AppCenter provides the following capabilities:
For IT, It provides a visual, GUI & standards-based app building and configuration experience where personas like data scientists, analysts and developers can easily, quickly and seamlessly build, configure, deploy and share big data apps. AppCenter services include a web based portal to deploy and consume apps, common services like authentication, data access, user interface, visualization and app building API’s and SDK and RESTful API’s.
For Business, it speeds up the process of pervasively deploying & benefiting from big data analytics. For business users & analysts, it provides an interactive, visual, web based experience to analyze, view & share the results of big data apps helping organizations innovate with powerful big data insights.
While initially specific to Aster, this approach of Restful API based integration of end-user access tools and applications will drive future capabilities for interacting with all components of the UDA.
Lightweight distributed RESTful endpoint for a message or messages;
Validate API key for all messages sent;
All messages sent get a UUID;
All messages are wrapped with a lightweight metadata envelope and sent to the Firehose.

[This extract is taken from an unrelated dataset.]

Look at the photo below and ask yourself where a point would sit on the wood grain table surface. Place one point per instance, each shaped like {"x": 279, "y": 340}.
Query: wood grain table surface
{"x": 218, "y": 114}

Future state can be rate limited.
Handling traffic spikes gracefully is a critical ability of a modern data ingestion platform. This is especially true of a self-service data ingestion platform. We are leveraging Apache Kafka as a distributed write ahead log in order to help satisfy the need to handle bursts of data flowing through the system as well as smooth operation through updates, failovers and other anomalies. Because Kafka supports partitioned topics we can support horizontal scaling for our Firehose and individual Streams. Adding capacity for any topic is as simple as ensuring an adequate number of running Kafka nodes and making a configuration change to add a new partition.

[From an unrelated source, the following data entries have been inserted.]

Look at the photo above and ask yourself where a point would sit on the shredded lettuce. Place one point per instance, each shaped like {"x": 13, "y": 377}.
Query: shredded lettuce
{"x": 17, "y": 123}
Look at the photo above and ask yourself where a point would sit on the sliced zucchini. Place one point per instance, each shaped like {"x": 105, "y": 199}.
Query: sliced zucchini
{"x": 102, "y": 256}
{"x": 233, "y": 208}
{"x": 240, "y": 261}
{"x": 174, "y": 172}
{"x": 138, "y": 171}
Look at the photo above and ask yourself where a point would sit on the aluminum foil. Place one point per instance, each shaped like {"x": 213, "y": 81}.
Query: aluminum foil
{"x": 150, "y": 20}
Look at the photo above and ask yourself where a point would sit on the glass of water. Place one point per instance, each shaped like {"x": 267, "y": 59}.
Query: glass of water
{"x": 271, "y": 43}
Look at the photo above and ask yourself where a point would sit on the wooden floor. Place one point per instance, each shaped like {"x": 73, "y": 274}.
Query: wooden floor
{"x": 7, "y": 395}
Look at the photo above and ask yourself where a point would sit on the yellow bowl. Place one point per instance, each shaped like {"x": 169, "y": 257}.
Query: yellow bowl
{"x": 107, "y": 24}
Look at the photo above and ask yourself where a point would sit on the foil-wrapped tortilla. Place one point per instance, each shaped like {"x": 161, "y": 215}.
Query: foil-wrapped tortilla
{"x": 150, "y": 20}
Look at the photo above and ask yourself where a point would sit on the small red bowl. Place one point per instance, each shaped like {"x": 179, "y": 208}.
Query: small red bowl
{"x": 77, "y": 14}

Using a write ahead log as our data bus allows us to have a great deal of asynchronicity between writers and readers. Kafka holds history of a topic for a configurable amount of time and/or space. If the applications reading data from the topic fail or are unavailable for any reason there is no impact to upstream parts of the system. This gives us a way to build up "pressure" in a very recoverable way. As a system we measure the volume of data flowing through the various parts of our system and with that information we can adjust resources to where it is most needed such as adding another node for the Router application if we notice the Firehose is being written to consistently faster than it is being read from.
The application responsible for reading data from the Firehose and sorting it into its relevant Streams is the Router. The Router is built on Apache Spark and is thus horizontally scalable. Determining what Streams an event will land in depends on a set of rules which are managed through the Application Services. Initially these rules are static and the events are grouped into Streams based on the API key used to send them to the Ingest Services. In the future we plan to support more advanced options for grouping streams.